I don't think that is what he wants.

Thomas,

You can use the build in ZnHeaders class from the Zinc HTTP Components library/framework:

ZnHeaders readFrom: (String crlf join: 'Foo:1
Bar: foo-
bar
Final:true
Foo: another-foo' lines) readStream.

=> a ZnHeaders('Bar'->'foo- bar' 'Final'->'true' 'Foo'->#('1' 'another-foo') )

Note that ZnHeaders>>#readFrom: expects CRLF delimited lines (line the whole of the internet), while Smalltalk uses CR's, hence the little hack. Your input will probably use CRLF. Note how ZnHeaders handles identical headers, while it joins the foo- and bar.

HTH,

Sven

On 27 May 2013, at 18:52, Igor Stasenko <[hidden email]> wrote:

> On 27 May 2013 18:42, Thomas Worthington <[hidden email]> wrote:
>> I've got a string which is the header section of an email.
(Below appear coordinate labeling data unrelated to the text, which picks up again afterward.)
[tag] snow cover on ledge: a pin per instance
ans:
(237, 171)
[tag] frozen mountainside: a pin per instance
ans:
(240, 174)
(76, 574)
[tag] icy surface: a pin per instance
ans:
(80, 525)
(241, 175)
I have a regex
>> which will split a header field name from its data (ie, "From:
>> [hidden email]" becomes "From" and "[hidden email]") but some header lines are
>> long and have been continued by inserting a newline and one or more
>> spaces. Before splitting the fields I need to undo these continuations by
>> deleting these combinations of a newline followed by some whitespace.
>>
>> This would certainly be trivial in Perl or any of the normal Linux regex
>> engines but I've spent hours on this today, equipped with the PBE2
>> chapter, and got nowhere.
>>
>> How do I do this in Pharo?
>
> trimBlock := [:string |
> | lines |
> lines := string lines.
> lines collect: #trimmed ].
>
> trimBlock value: 'Header1: fooo
> Header2: barrr
> Header3: zork'
>
> =>
> #('Header1: fooo' 'Header2: barrr' 'Header3: zork')
>
>>
>> Thanks,
>>
>> Thomas
>>
>
>
>
> --
> Best regards,
> Igor Stasenko.
>

S Krish

Re: String replacement

In reply to this post by Thomas Worthington-2

* Use the regex in Pharo too. Should be more than adequate for what you seek.

* Create your string parsing code, in the lines of what Igor suggests, extending it for multiple line header fields

* Use other libraries, like Zinc as Sven suggests, there are others similar in other packages, bit contrived and not really what you seek I presume.

On Mon, May 27, 2013 at 10:12 PM, Thomas Worthington <[hidden email]> wrote:

I've got a string which is the header section of an email. I have a regex
which will split a header field name from its data (ie, "From:
[hidden email]" becomes "From" and "[hidden email]") but some header lines are
long and have been continued by inserting a newline and one or more
spaces. Before splitting the fields I need to undo these continuations by
deleting these combinations of a newline followed by some whitespace.

This would certainly be trivial in Perl or any of the normal Linux regex
engines but I've spent hours on this today, equipped with the PBE2
chapter, and got nowhere.

How do I do this in Pharo?

Thanks,

Thomas